Well, that’s a year gone by, experiencing life in Kelowna, British Columbia. I find myself working as a an equities and currency trader by morning, running various e-business by afternoon. Leigh has a Vine Sculpture exhibtion coming up and the kids are back to skool in a couple of weeks….
We’ve done a few things it would seem – we’ve tried wakeboarding, been out on speedboats, been "adopted" by the neighbours family, grown our own organic veg, been camping in temperatures of -25 degrees, suffered our first broken bone, tubed and snowboarded, worked in vineyards and spent a lot of time swimming.
The best things we have found about living in Canada? (Or at least Kelowna, having not ventured out of the valley this year….) The friendly people, the climate here in Kelowna. The way you can drive down the road and stop at any number of stalls at the edge of the orchards or vineyards and buy produce, cherries, peaches, apples etc. The Okanagan Library system! Get out and use your local library, take the kids there and get ’em reading. The farmers market, (I implore more people around the world, (mainly in the US and the UK!), to support your local market, get your food fresh from the farm as it were, forget Tesco or Wal Mart for your fruit and veg, talk to the farmer. Don’t use the excuse, "Oh, I’m too busy for that." Make the time. There is more to life than spending your day working, working, working….).

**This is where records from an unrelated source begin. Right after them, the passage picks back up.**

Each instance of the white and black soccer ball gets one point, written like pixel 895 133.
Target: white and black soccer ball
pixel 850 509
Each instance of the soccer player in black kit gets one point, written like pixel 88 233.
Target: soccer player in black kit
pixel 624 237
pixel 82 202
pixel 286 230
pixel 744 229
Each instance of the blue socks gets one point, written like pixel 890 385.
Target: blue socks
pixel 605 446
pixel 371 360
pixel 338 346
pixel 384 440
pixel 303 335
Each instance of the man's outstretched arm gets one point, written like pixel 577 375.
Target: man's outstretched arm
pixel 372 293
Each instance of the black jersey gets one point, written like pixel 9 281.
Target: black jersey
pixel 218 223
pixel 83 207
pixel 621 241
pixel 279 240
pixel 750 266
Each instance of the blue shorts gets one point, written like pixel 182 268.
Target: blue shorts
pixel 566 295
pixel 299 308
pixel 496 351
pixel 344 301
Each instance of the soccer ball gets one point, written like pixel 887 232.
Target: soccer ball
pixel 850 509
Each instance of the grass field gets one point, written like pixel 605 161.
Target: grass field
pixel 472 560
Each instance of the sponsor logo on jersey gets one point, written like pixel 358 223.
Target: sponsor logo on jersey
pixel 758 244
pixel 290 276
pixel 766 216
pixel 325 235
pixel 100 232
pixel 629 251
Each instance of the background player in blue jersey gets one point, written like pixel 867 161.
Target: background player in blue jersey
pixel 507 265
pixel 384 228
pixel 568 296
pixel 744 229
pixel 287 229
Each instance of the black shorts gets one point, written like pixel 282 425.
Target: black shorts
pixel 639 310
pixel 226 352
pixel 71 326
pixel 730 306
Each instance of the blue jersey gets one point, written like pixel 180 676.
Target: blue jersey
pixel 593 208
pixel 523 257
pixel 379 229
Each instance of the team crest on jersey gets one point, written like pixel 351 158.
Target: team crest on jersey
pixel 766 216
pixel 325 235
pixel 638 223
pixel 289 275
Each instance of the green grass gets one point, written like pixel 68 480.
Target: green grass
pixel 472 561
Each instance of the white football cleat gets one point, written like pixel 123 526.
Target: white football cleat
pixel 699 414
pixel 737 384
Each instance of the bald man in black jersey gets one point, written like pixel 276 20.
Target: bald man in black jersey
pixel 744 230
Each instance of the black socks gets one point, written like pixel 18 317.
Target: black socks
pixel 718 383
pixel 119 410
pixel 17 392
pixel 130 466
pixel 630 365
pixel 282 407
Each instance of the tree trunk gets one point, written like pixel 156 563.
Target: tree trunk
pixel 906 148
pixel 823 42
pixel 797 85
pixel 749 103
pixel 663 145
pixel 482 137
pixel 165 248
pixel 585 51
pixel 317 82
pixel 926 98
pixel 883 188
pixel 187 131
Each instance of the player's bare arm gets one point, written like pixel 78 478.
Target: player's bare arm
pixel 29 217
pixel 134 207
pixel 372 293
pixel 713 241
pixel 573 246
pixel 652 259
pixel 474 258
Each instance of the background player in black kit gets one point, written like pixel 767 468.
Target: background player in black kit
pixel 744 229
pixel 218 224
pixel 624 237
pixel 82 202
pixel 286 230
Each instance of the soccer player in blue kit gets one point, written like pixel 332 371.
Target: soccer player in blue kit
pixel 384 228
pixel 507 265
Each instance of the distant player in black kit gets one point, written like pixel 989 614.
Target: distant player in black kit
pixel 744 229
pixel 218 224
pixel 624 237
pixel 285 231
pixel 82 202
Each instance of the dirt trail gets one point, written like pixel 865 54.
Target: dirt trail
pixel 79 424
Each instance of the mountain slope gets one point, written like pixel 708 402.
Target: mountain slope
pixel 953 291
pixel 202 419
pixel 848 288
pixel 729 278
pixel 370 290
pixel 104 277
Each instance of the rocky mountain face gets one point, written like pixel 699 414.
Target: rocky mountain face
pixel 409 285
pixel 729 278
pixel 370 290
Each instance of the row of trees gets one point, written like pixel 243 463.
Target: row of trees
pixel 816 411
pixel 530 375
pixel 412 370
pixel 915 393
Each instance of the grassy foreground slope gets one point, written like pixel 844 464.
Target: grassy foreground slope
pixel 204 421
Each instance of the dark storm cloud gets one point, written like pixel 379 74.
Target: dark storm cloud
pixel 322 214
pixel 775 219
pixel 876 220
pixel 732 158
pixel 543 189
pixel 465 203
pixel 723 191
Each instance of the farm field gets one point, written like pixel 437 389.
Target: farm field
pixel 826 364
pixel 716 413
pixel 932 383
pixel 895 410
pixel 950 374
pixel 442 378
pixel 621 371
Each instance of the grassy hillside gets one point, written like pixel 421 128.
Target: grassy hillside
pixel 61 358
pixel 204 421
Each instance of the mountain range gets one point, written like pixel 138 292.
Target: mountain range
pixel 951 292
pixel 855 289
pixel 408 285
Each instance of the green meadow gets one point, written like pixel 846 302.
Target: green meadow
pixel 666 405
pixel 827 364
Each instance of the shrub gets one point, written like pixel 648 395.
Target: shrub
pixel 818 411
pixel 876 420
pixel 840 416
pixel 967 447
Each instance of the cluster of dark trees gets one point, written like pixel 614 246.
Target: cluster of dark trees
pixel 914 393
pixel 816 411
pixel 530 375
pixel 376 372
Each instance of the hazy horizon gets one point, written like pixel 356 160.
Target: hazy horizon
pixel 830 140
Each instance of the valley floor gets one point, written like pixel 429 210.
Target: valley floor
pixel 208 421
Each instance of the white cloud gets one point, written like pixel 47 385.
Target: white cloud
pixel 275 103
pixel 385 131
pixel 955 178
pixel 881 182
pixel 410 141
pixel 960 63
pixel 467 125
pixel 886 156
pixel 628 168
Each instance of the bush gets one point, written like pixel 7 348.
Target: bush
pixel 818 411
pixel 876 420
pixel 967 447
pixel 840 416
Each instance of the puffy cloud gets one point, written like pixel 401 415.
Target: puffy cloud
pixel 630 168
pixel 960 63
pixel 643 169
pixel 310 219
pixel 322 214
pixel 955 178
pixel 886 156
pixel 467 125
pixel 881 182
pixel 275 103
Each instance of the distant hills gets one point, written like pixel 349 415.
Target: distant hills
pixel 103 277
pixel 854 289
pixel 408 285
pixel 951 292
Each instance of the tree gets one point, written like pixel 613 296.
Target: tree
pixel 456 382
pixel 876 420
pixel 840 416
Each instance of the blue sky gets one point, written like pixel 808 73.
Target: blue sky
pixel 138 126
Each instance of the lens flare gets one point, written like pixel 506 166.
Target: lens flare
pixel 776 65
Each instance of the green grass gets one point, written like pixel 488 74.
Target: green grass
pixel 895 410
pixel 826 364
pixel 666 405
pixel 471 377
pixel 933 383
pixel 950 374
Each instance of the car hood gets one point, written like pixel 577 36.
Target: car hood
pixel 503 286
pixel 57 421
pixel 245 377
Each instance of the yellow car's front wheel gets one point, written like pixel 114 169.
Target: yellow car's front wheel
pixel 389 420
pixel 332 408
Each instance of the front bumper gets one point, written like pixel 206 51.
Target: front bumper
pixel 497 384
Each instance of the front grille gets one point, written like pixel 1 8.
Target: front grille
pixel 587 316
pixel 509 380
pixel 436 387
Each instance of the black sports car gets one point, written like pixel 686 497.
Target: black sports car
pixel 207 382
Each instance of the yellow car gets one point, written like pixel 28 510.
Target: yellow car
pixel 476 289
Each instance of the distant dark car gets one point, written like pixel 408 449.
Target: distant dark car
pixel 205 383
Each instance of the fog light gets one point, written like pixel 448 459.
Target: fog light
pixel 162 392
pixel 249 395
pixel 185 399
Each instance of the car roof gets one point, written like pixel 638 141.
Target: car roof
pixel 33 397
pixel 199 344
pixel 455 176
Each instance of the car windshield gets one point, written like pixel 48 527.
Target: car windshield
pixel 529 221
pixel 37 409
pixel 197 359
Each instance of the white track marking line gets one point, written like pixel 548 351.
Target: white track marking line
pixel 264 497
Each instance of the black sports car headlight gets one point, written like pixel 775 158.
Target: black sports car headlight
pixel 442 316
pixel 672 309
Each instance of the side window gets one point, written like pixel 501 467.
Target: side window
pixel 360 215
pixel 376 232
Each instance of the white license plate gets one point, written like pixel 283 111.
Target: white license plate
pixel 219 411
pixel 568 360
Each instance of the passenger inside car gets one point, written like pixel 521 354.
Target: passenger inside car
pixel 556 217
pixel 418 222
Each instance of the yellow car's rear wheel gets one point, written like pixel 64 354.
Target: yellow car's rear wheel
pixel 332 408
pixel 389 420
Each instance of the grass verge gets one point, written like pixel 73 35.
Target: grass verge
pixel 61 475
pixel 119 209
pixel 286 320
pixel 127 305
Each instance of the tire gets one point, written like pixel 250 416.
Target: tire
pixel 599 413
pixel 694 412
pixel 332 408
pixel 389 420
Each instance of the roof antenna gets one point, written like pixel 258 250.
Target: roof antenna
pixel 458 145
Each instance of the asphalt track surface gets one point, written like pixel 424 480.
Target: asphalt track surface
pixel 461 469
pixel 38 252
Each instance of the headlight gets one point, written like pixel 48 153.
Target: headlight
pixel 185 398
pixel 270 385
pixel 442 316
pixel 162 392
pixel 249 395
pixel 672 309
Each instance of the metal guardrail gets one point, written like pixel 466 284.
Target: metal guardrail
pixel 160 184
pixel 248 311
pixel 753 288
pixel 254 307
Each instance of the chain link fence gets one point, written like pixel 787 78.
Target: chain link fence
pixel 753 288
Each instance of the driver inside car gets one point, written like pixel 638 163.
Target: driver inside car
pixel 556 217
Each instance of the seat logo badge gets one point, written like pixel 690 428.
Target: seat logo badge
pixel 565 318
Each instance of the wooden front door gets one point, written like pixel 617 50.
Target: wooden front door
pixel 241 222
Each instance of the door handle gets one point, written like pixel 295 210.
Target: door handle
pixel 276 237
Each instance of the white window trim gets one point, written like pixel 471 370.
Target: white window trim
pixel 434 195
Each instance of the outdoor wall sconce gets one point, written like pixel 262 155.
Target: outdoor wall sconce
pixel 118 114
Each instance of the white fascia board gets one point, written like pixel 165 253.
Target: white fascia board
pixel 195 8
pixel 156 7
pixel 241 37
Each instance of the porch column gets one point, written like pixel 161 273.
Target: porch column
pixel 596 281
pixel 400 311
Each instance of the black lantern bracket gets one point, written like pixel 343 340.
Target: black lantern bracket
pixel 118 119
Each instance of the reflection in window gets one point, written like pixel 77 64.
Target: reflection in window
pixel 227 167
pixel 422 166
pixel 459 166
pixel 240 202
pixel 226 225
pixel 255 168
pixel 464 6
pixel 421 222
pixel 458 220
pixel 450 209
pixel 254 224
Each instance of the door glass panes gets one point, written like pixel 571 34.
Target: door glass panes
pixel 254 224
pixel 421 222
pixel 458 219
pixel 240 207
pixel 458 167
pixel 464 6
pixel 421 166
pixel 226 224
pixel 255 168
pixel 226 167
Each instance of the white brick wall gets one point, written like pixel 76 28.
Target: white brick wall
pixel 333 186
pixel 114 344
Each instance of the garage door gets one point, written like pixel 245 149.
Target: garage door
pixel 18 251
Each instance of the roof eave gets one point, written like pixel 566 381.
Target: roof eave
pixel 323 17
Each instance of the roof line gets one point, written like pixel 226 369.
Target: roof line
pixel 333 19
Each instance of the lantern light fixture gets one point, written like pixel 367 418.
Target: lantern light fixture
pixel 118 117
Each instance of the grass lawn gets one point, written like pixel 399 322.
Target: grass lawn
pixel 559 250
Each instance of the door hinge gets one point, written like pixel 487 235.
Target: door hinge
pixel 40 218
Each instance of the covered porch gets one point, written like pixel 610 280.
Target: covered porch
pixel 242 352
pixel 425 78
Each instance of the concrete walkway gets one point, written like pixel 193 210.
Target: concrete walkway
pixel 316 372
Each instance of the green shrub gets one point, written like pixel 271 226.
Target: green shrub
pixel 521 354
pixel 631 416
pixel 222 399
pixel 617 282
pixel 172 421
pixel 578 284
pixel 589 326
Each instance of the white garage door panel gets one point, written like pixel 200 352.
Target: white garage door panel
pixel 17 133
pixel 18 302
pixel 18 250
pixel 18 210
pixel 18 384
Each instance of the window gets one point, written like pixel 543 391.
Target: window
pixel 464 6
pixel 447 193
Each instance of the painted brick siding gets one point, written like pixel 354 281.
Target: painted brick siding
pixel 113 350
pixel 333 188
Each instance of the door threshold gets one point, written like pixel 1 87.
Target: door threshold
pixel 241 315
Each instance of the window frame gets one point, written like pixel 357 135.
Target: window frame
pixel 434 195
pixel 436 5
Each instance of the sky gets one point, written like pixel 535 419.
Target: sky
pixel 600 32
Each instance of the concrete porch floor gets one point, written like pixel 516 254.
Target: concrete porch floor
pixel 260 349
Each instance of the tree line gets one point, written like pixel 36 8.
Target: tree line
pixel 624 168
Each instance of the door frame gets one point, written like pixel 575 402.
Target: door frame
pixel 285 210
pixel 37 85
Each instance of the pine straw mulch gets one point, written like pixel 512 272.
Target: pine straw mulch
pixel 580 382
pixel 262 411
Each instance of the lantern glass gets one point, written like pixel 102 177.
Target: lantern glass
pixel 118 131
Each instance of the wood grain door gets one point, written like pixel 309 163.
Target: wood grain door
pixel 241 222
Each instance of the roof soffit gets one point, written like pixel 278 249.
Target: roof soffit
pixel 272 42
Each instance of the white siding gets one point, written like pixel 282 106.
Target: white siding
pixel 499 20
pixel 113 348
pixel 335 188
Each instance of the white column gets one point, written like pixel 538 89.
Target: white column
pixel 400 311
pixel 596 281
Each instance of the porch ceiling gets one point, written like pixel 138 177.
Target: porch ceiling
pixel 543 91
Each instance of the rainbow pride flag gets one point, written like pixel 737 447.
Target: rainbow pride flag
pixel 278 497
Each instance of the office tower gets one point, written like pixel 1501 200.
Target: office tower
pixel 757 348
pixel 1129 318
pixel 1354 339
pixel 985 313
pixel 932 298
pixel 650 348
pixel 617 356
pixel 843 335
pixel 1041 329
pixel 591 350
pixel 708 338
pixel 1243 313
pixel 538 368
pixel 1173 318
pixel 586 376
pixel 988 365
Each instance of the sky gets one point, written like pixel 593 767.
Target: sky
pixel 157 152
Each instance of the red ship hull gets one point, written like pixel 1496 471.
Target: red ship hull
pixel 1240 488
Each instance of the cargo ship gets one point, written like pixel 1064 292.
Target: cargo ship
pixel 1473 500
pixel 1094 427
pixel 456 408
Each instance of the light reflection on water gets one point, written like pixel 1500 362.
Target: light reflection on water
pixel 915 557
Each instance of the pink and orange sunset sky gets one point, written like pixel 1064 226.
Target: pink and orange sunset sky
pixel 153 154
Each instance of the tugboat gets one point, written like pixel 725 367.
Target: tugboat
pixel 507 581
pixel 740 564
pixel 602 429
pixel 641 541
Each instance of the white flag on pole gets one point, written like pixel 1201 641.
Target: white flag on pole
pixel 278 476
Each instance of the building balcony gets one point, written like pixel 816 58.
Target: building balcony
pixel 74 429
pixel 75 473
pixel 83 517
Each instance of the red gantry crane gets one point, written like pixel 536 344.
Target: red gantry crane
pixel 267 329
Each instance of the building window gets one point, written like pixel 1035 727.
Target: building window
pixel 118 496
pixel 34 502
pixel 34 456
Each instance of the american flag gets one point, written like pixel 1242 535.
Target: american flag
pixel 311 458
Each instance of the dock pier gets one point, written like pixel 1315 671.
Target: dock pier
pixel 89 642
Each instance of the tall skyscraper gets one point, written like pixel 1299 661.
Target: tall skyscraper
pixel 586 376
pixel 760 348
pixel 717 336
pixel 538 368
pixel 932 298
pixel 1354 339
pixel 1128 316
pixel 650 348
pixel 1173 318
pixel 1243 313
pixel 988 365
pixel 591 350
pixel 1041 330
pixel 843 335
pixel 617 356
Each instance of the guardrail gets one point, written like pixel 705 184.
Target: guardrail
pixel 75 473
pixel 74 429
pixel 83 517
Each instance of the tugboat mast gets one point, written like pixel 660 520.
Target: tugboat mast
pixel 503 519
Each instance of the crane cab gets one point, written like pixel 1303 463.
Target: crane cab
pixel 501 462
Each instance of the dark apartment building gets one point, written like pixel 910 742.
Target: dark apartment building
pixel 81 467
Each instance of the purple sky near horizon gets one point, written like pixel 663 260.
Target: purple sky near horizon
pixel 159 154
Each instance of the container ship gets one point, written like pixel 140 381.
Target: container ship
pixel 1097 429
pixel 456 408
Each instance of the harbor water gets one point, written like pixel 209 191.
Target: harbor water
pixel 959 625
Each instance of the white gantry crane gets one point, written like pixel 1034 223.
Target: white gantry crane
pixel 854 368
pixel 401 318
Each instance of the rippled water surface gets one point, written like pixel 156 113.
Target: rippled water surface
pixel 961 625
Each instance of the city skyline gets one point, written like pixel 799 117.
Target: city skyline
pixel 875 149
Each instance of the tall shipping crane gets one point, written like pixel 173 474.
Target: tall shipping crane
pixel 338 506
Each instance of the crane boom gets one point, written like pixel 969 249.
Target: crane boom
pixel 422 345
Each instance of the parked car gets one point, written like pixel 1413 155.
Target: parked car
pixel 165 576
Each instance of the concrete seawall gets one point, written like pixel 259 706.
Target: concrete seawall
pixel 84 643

The bad things we have discovered? Without a doubt, Canadian bureaucracy. Leigh is still waiting for them to get their ar$es in gear, with her sponsorship papers and visas. One English guy I spoke to today is still waiting, 18 months after applying. Another friend who has been out to visit has told us that the Canadian Government will give him a grant to teach "rock and roll dancing" as opposed to helping him come out and use his skill as a glazier. As much as I like a little rock and roll, I think his talents as a stained glass window maker may be of more use…..and for that he must wait 44 months!
Anyway, our anniversary was spent as we spent our first day, diving off the boards at Peachland, swimming in the lake, followed in the evening by a meal at the Blind Angler (Abuse is free, Taxes aren’t!), also in Peachland. Their homemade burgers are hard to beat, and the setting, lakeside certainly beats the local burger joint. And the abuse? All in good taste, the jovial women who run the joint make you want to return. But you’d better make a reservation, seats are hard to get at the last minute….
And as yet, still no sighting of any bears. Although we’ve seen bear "scat" as it’s called here. I think we call it bear poo in the UK….
So into year 2 we go. What it holds for us, I don’t know. We’ve lived in a small city for the year, big city life is calling us at the moment, we’re missing some of the things that it has to offer. Vancouver is 4 hours away, Calgary is 8hrs, by road. The weather isn’t as good, but….
….Lola Montez was in some amazing and dangerous situations in her life, when faced with an impossible choice she said "Courage et battre les cartes" – it seemed to work for her.
Our life since leaving London nearly 3 years ago has been nothing if not "interesting" and along with the future, continues to offer new "challenges". So, it is likely that we shall follow the example of Ms Montez and be "shuffling the cards" again.